Time course study of nitrite and nitrate release from SNO-cysteine-BSA on exposure to light and room temperature. Nitrate was enzymatically reduced into nitrite before evaluation by Griess assay. Nitrite levels (open bars) and combined nitrite and nitrate levels (NO ; shaded bars) released from an SNO-cysteine-BSA solution rose slowly from day 1 to day 13 (13 d). Incubation of SNO-cysteine-BSA with 10 mm DTT for 2 hr on day 22 (22 d) markedly increased nitrite and nitrate levels. After 3 d exposure to 10 mm DTT (25d), complete denitrosylation was achieved. Nitrite or nitrate levels were not detected at any time point in the cysteine-BSA control.

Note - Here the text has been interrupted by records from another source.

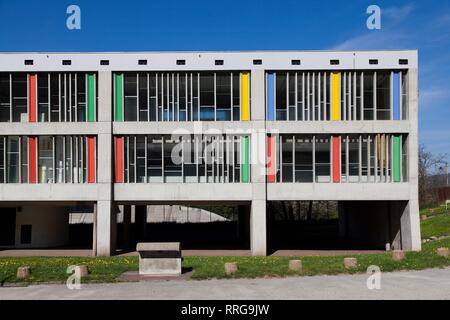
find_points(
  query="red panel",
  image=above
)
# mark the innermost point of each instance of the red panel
(91, 159)
(32, 167)
(271, 171)
(119, 159)
(32, 104)
(336, 161)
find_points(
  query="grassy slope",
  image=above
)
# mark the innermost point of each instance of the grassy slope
(438, 225)
(107, 269)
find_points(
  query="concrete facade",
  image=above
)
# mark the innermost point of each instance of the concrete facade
(401, 197)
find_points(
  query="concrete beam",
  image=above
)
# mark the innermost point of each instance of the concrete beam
(106, 228)
(258, 241)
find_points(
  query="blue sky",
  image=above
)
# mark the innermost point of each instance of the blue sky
(249, 25)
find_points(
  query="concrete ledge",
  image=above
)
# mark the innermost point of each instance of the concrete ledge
(338, 127)
(183, 191)
(49, 192)
(54, 128)
(159, 258)
(337, 191)
(181, 127)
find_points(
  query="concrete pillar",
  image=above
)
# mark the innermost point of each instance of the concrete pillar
(258, 241)
(410, 227)
(127, 226)
(244, 224)
(105, 209)
(141, 222)
(342, 220)
(106, 228)
(410, 222)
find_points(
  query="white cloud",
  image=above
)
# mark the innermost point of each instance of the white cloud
(389, 37)
(432, 96)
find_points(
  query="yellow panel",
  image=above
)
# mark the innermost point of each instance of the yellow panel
(335, 96)
(245, 110)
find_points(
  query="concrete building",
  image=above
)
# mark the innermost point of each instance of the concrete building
(116, 130)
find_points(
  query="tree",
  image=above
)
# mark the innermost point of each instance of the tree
(428, 163)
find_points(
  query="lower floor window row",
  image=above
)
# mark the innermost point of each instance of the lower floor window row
(337, 158)
(47, 159)
(191, 159)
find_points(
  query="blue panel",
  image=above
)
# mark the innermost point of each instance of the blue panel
(396, 95)
(270, 96)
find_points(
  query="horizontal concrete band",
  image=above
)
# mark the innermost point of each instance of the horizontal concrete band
(338, 191)
(237, 60)
(196, 127)
(160, 192)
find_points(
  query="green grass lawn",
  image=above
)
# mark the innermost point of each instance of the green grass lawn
(434, 211)
(107, 269)
(438, 225)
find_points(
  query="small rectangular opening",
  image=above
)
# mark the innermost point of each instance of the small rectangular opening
(25, 234)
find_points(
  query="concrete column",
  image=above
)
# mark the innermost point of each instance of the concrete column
(258, 241)
(342, 220)
(106, 228)
(410, 222)
(141, 222)
(127, 226)
(244, 224)
(105, 209)
(410, 227)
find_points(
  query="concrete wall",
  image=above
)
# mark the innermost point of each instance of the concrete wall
(50, 226)
(379, 223)
(108, 195)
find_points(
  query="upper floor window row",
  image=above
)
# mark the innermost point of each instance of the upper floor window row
(182, 96)
(48, 159)
(336, 95)
(48, 97)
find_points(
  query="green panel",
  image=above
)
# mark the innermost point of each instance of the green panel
(245, 165)
(91, 97)
(118, 78)
(397, 156)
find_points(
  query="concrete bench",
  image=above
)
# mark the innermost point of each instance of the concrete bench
(159, 258)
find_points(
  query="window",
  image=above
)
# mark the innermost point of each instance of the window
(223, 96)
(130, 97)
(13, 165)
(280, 98)
(304, 159)
(383, 96)
(5, 97)
(368, 96)
(25, 234)
(192, 159)
(45, 157)
(322, 157)
(20, 98)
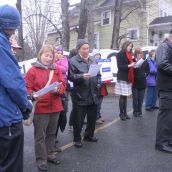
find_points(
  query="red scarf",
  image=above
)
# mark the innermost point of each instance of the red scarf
(131, 70)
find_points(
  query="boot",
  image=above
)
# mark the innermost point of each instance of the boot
(122, 116)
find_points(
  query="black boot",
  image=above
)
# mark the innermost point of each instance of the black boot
(122, 117)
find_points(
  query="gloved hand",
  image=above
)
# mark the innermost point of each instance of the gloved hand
(27, 111)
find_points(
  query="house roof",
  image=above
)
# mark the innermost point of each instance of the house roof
(161, 20)
(108, 3)
(112, 2)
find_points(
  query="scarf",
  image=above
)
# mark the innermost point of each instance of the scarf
(40, 65)
(131, 69)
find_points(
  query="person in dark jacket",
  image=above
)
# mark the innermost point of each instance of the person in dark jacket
(72, 53)
(164, 84)
(151, 96)
(139, 83)
(85, 93)
(125, 77)
(14, 102)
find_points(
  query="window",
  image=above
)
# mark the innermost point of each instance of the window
(106, 17)
(133, 34)
(164, 8)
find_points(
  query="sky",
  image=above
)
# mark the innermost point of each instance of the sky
(13, 2)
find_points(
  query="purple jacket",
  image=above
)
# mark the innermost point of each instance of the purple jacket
(62, 64)
(151, 77)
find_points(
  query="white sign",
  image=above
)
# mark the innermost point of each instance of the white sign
(106, 69)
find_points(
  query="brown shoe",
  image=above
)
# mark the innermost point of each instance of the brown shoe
(99, 121)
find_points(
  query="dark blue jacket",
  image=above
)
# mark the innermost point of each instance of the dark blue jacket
(13, 94)
(152, 75)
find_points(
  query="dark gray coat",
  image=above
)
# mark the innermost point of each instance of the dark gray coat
(85, 92)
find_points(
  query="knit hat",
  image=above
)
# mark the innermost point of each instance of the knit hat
(59, 49)
(80, 43)
(9, 17)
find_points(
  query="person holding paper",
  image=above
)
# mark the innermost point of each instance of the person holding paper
(14, 104)
(139, 85)
(125, 77)
(85, 93)
(48, 107)
(151, 79)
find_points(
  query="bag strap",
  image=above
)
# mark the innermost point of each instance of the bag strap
(50, 78)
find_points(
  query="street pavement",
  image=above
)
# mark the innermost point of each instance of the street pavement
(124, 146)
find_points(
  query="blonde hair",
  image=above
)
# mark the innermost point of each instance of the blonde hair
(46, 48)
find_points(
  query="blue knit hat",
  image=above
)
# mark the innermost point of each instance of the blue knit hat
(9, 17)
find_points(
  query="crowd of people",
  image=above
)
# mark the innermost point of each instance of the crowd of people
(135, 76)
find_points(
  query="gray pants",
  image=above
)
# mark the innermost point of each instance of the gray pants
(45, 126)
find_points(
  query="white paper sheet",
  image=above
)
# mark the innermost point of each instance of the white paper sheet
(94, 69)
(139, 63)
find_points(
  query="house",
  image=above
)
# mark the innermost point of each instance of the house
(146, 23)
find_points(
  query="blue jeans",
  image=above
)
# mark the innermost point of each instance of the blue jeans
(138, 97)
(100, 100)
(151, 97)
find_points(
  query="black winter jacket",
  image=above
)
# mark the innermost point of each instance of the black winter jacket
(85, 92)
(164, 65)
(122, 63)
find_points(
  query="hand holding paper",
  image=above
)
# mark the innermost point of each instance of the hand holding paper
(86, 76)
(94, 69)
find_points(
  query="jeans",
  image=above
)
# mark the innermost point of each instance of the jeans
(78, 119)
(151, 97)
(44, 133)
(138, 97)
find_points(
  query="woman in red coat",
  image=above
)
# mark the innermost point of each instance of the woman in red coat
(48, 107)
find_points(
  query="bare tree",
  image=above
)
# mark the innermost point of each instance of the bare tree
(118, 18)
(65, 24)
(39, 21)
(83, 19)
(20, 55)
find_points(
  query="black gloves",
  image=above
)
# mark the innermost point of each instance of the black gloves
(27, 111)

Origin of anti-SNO-cysteine-BSA antibodies in MS
To assess the origin of anti-SNO-cysteine-BSA antibodies in MS, we tested pairs of CSF and sera from MS patients. Circulating anti-SNO-cysteine-BSA antibody titers were elevated in 10 of 25 sera. Anti-SNO-cysteine-BSA antibodies were detected in only one CSF. The OD in this sample CSF diluted 1:2 was 0.207, and in the serum diluted 1:400 it was 0.219. We conclude that anti-SNO-cysteine-BSA antibody does not originate in the CNS.
DISCUSSION
We report an Ab response against an uncommon epitope, SNO-cysteine-BSA, in sera from Lewis rats with actively induced EAE. A similar Ab response is identified in MS. Titers of IgM Abs to SNO-cysteine-BSA did not correlate with the severity of clinical disease in EAE but did correlate with the extent of demyelination measured after clinical recovery, suggesting a possible role for anti-SNO-cysteine-BSA Abs in the demyelinative process.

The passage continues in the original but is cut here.